Highlights
- The victory of the right to privacy was presaged by K.S. Puttaswamy v. Union of India (2017), but that nine-judge Bench had left open the question of Aadhaar: whether the “national security” perspective (the vital role of surveillance to curb terror and prevent money laundering and crime financing) and “social welfare state” perspective (Aadhaar ensured that subsidies went to the right people) provided constitutional grounds for “reasonable restrictions” (reasonable because non-arbitrary).
- Although conceived and executively implemented during the UPA-2 regime, the project got coercive statutory backing only during the NDA regime, in 2016.
- The Aadhaar Act has now been upheld, and Aadhaar is mandatory for all government benefits, as somewhat narrowly re-crafted by the majority.
- The court examined only whether the entire scheme was constitutionally valid under the nine-judge Bench enunciation of the right to privacy and whether the decision of the Speaker of the Lok Sabha to pass the Aadhaar Act as a Money Bill was declared so “final” by the Constitution as to exclude even the jurisdiction of the apex court.
The Money Bill question
- Whether this decision disappoints those who had high expectations or remains enigmatic on key aspects is a question which will be debated for long.
- But clearly the majority disappoints with the lack of constitutional scrutiny on the finality of the Speaker’s decision on what amounts to a Money Bill under Article 110(3) of the Constitution.
- The other view is that the Speaker, like all constitutional functionaries, is bound to exercise the discretion reasonably; purposive as well as strict pragmatic scrutiny carrying “lethal emanations” from Article 14 and 21 must ensue when a large number of bills are tagged with Money Bills.
- This is dangerous because it removes the rationale for bicameral legislatures, because the Constitution does not foreclose the Rajya Sabha’s collective right to meaningfully deliberate legislative change.
- Justice Chandrachud fully dissents and holds the law invalid as a “fraud on the Constitution”, that is a colourable exercise of constitutional power.
- He maintains that the “notion of absolute power” is anathema to the Constitution and that there is need to “liberate its founding principles from its colonial past”.
- Its purpose cannot be to shield an excess of power from being questioned before the court, nor to clothe a high functionary with utter impunity.
Constitutional purpose
- Memorably, he says that the “ultimate test” is whether the ouster of “judicial review is designed to achieve a constitutional purpose” that “meets the test of functionality, assessed in terms of a constitutional necessity”.

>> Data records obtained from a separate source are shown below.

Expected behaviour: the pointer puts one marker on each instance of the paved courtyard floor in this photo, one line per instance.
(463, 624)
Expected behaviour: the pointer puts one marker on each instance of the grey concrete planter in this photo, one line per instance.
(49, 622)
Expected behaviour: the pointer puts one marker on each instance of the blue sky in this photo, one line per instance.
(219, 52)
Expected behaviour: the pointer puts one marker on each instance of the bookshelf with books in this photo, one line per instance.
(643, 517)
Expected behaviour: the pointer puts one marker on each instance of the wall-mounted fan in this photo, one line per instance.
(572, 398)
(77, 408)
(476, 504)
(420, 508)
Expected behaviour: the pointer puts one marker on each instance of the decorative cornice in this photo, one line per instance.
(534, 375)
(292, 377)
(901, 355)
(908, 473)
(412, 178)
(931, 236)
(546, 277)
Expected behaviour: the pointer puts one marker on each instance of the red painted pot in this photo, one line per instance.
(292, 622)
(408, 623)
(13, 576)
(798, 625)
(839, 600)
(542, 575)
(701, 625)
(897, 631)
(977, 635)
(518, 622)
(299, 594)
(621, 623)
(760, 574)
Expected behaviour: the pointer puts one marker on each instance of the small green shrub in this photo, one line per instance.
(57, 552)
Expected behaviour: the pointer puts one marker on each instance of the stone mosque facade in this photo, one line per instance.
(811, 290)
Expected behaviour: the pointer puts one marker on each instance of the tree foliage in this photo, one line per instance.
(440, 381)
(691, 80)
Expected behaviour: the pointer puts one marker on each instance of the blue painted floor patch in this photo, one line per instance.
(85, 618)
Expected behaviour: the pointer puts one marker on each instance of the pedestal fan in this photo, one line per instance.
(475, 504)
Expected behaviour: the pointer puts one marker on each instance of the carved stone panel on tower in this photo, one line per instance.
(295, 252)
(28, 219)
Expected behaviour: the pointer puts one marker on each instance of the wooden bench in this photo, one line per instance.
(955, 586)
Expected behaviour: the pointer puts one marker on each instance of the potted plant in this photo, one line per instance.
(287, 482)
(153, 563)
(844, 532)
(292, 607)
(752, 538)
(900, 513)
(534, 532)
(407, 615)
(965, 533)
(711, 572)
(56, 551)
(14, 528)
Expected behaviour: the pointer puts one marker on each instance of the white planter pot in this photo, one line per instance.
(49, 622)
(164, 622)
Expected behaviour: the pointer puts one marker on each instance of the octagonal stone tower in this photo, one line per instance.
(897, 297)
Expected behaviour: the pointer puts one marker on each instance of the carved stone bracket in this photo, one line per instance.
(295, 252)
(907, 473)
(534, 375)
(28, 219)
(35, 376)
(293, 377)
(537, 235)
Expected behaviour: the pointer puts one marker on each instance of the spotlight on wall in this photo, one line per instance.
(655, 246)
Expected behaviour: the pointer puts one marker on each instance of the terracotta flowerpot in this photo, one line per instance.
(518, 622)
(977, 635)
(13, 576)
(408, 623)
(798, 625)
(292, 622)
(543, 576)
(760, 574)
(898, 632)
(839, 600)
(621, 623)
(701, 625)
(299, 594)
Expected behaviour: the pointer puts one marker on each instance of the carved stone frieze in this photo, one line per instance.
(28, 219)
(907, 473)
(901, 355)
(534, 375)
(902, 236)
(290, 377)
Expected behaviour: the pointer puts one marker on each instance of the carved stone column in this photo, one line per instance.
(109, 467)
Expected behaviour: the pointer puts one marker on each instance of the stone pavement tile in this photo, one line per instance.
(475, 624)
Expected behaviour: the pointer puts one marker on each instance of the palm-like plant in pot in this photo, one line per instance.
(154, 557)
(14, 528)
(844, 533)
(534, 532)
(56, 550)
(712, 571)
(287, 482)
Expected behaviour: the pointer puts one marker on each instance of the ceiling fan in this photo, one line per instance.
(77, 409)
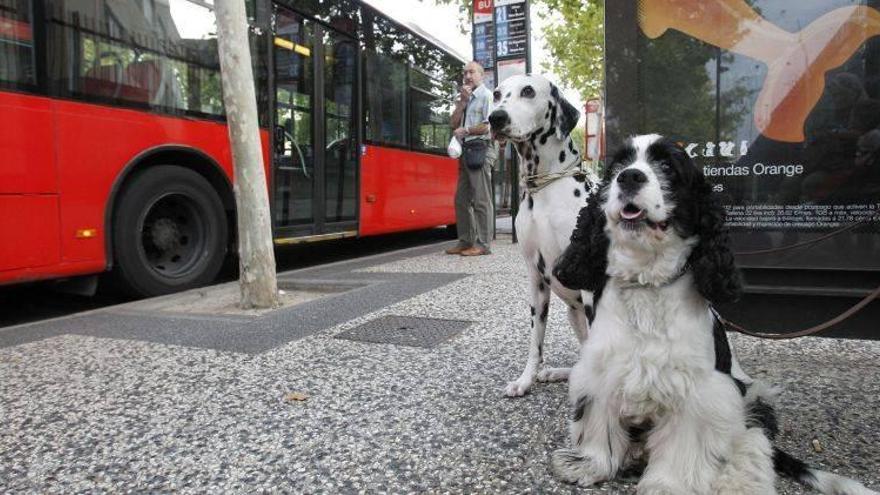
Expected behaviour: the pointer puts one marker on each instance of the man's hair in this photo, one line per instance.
(477, 65)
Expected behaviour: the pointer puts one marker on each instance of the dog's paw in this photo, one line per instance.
(517, 388)
(571, 466)
(655, 489)
(553, 374)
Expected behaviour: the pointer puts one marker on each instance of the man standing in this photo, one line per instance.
(473, 197)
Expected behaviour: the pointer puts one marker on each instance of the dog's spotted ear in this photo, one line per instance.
(566, 114)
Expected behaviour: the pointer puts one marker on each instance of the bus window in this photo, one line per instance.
(385, 100)
(158, 54)
(16, 44)
(431, 111)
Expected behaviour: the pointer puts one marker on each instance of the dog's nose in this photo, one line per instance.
(631, 179)
(498, 119)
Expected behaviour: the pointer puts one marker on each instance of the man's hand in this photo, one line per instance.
(465, 94)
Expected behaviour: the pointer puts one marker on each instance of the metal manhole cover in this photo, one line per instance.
(406, 330)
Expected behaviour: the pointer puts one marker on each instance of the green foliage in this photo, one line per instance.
(576, 44)
(575, 35)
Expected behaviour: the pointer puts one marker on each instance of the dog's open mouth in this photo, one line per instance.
(633, 217)
(632, 213)
(499, 135)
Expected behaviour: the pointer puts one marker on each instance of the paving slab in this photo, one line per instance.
(136, 398)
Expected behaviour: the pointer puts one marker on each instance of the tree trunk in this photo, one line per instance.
(257, 281)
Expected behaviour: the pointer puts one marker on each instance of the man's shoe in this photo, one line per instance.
(475, 251)
(457, 250)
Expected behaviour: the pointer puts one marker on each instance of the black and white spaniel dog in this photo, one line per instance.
(531, 112)
(653, 384)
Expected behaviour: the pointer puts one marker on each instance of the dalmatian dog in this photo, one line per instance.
(530, 112)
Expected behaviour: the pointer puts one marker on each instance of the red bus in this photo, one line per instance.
(115, 155)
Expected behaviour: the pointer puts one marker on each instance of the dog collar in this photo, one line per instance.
(626, 283)
(536, 182)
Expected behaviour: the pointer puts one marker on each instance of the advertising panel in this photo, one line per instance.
(511, 30)
(777, 101)
(484, 38)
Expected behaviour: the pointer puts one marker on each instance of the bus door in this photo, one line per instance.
(314, 140)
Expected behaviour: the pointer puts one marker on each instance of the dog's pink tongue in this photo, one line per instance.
(630, 213)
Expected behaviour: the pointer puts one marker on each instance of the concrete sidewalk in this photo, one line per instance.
(403, 363)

- Pointedly, Justice Chandrachud says: “In the seventh decade of the republic, our interpretation of the Constitution must subserve the need to liberate it from its colonial detritus.” Accordingly, he holds that the decision to give the Aadhaar Bill the status of a Money Bill violates the principle of bicameralism, declared as a part of basic structure, and an aspect of federalism and entails a “debasement of a democratic institution” which “cannot be allowed to pass”.
The proportionality test
- Perhaps, a salient reason for the majority decision is to be found in ‘balancing’ interests under the ‘proportionality test’: simply put, any conflict of interest requires balancing, keeping in view constitutional first principles and its vision, values, and the mission.
- The majority decision offers a harmonious construction, but the dissenting opinion shows why this is not the only or necessarily the best way.
- Do the ways of upholding the Aadhaar also open the floodgates of being constitutionally nir-aadhaar?